The optimal conditioning regimen for a MUD HSCT remains uncertain; in contrast to allogeneic sibling transplants, transplants from unrelated donors still require low dose irradiation (200 cGy) to ensure engraftment, with attendant long-term complications [85,86]. In general, prospective trials have enrolled fewer patients but have better results, albeit with short periods of post-transplant observation . A multicenter prospective study compared the outcomes of a second course of IST to a MUD HSCT in children who failed initial course of IST: among the 60 initial ATG failures, 21 underwent a MUD HSCT and 31 received a second course of IST. Those who underwent a MUD HSCT had a higher failure free survival (defined as survival with response) compared to those who underwent a second course of IST, although no difference in overall survival was observed between the 2 groups .

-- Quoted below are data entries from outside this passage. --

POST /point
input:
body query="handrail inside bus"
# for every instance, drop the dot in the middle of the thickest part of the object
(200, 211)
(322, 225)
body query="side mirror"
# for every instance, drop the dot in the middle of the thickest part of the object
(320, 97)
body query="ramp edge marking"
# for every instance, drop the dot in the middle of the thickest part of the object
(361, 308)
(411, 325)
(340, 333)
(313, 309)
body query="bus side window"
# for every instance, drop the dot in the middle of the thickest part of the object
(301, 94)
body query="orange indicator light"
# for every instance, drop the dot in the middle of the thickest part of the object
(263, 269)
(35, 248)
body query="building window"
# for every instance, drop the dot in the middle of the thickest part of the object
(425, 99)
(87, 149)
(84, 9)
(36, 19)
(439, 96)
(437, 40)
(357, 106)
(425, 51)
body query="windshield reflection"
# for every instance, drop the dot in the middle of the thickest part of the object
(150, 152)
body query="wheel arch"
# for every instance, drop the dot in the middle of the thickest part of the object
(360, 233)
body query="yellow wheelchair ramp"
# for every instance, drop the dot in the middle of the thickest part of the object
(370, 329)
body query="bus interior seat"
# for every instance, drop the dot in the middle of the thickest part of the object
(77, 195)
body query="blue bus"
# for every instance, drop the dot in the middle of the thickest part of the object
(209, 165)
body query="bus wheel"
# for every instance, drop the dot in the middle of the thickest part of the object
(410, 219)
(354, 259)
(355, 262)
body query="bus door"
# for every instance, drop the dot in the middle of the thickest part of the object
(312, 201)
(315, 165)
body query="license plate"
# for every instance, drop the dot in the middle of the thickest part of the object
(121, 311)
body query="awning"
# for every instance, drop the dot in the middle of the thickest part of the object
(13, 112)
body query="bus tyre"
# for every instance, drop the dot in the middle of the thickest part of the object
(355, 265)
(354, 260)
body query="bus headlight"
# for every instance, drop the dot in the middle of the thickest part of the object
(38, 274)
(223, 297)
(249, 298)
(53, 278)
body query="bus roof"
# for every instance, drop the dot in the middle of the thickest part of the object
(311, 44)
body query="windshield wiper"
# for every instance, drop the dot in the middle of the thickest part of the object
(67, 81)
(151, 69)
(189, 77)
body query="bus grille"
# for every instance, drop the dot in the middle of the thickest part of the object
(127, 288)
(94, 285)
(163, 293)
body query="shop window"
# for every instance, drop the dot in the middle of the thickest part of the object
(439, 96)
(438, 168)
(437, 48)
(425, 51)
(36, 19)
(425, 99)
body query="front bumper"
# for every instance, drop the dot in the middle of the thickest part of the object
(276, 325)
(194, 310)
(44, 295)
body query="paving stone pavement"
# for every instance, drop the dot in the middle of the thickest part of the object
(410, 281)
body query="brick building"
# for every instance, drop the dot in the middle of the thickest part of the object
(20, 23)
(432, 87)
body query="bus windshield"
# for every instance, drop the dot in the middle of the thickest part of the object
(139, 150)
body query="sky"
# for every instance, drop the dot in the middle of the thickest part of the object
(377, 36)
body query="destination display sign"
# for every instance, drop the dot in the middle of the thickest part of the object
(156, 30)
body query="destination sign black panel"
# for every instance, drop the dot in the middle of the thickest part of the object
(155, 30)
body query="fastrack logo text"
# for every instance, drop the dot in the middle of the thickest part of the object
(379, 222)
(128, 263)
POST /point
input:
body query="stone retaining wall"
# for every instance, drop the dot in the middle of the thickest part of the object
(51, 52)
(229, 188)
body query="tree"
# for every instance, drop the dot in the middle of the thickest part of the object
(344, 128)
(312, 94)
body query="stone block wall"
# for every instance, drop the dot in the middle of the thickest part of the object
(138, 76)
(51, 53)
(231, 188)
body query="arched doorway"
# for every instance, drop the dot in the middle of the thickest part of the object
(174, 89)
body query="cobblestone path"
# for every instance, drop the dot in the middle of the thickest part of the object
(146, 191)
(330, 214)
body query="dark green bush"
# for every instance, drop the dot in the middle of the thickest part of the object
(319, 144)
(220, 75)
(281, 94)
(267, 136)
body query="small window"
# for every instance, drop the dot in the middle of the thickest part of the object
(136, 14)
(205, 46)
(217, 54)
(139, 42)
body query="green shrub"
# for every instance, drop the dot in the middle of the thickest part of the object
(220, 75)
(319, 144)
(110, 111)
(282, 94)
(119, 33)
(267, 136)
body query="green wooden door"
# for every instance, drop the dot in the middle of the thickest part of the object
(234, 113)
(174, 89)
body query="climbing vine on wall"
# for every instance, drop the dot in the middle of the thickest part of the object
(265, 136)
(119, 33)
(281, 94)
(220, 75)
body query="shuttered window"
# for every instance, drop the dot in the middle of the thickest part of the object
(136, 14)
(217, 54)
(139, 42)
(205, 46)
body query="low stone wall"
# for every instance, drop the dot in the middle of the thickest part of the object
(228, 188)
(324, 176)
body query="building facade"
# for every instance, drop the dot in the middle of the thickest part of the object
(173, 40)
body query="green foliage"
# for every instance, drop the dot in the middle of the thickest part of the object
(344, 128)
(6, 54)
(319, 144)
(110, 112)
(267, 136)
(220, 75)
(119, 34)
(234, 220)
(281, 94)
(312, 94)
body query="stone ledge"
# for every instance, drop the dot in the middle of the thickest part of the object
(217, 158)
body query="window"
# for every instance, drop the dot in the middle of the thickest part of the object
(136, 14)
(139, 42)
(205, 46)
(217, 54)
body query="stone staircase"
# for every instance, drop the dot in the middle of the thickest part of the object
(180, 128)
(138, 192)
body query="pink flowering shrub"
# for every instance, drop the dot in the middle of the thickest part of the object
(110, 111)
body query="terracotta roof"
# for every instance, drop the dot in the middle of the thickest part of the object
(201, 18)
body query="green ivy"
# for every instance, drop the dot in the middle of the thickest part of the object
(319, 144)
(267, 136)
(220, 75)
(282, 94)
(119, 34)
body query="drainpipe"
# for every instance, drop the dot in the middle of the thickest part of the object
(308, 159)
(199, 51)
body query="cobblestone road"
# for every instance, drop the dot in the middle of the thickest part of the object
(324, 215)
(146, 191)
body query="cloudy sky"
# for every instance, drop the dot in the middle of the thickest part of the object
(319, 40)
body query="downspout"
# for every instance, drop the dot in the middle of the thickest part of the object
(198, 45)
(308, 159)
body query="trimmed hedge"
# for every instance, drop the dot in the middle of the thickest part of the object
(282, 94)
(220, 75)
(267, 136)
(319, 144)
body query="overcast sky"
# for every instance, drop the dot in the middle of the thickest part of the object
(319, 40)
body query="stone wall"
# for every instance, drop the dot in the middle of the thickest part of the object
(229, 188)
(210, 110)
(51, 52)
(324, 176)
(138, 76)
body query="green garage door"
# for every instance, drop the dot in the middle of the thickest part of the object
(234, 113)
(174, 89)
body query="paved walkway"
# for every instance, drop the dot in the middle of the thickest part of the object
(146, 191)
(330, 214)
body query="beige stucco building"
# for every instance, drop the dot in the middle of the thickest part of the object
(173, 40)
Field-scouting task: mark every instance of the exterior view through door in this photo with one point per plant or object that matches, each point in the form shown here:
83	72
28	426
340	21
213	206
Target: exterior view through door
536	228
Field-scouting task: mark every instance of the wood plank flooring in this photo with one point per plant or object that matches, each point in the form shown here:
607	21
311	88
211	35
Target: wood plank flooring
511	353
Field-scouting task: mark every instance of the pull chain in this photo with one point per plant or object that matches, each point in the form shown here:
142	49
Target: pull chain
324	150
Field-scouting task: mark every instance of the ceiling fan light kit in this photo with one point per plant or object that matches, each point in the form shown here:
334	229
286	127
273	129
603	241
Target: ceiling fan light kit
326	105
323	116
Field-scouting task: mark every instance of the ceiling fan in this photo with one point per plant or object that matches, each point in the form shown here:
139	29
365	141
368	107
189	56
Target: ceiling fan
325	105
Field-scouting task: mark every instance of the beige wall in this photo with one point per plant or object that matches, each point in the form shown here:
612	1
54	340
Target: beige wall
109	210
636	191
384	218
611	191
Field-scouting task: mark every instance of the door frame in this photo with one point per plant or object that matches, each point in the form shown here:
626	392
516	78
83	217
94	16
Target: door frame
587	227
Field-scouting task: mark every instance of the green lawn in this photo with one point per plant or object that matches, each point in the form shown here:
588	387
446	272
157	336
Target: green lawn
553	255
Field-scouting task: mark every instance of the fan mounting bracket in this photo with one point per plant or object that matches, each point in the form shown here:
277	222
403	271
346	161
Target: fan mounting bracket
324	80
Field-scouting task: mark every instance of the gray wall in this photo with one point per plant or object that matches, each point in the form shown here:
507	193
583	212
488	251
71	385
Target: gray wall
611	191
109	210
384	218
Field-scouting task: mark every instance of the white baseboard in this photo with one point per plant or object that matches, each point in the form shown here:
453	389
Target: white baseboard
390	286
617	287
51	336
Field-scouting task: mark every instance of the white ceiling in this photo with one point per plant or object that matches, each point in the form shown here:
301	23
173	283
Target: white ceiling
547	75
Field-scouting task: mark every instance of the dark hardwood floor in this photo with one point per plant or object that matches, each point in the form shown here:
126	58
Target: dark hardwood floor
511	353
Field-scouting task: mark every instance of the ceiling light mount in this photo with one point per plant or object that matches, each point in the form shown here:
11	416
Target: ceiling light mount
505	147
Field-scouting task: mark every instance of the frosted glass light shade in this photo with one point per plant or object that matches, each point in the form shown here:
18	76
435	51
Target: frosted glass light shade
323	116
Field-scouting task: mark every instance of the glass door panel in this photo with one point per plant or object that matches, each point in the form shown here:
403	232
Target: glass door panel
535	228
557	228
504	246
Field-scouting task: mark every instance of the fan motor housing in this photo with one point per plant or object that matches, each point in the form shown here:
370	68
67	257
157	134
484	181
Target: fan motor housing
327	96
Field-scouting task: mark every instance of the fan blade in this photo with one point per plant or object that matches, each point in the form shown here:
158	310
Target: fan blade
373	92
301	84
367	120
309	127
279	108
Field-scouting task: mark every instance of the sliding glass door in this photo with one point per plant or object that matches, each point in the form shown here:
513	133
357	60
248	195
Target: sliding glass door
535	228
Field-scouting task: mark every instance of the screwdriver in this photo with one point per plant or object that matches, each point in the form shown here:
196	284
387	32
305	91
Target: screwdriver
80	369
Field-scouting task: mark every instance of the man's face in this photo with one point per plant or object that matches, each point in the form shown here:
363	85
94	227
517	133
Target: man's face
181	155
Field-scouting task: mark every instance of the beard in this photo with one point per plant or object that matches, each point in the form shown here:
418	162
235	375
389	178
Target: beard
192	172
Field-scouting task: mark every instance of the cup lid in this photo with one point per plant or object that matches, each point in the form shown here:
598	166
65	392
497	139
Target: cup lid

In recent years, further evidence has accumulated to strengthen the hypothesis that bone marrow failure in AA results from immunologic destruction of hematopoietic stem and progenitor cells. In a minority of patients with shortened telomeres, a qualitative disorder may accompany the numerical diminution of CD34+ cells in the bone marrow. Current research is aimed at investigating the mechanisms that lead to T cell activation and, whether it is antigen driven or a result of immunological disarray. The clinical implication of telomere shortening in AA is being investigated for prognostic significance. Most patients with AA are now expected to survive regardless of the treatment modality employed. Advances in supportive care and better salvage therapies have produced significantly increased survival among initial non-responders to ATG+ CsA; the decrease in allo-sensitization (through routine leucodepletion of blood products) and better donor selection (through high molecular HLA-typing) have improved the outcomes of both related and unrelated HSCT; long term survival in pediatric patients who respond to IST is excellent and ATG based regimen should be offered as initial therapy to those who lack a matched sibling donor. Our practice has been to consider an alternative donor HSCT in suitable pediatric patients who have failed an initial course of ATG + CSA or in adults who have failed two courses of IST. Refractory patients who are not suitable candidates for alternative donor HSCT can be supported through a combination of transfusions, androgens and/or administration of hematopoietic growth factors. In chronically transfused patients, iron overload can now be managed with more convenient oral agents (deferasirox, Exjade®) and, the prospect of approval of newer oral thrombopoietic drugs is likely to ease platelet transfusion requirements especially in AA patients who are refractory to IST.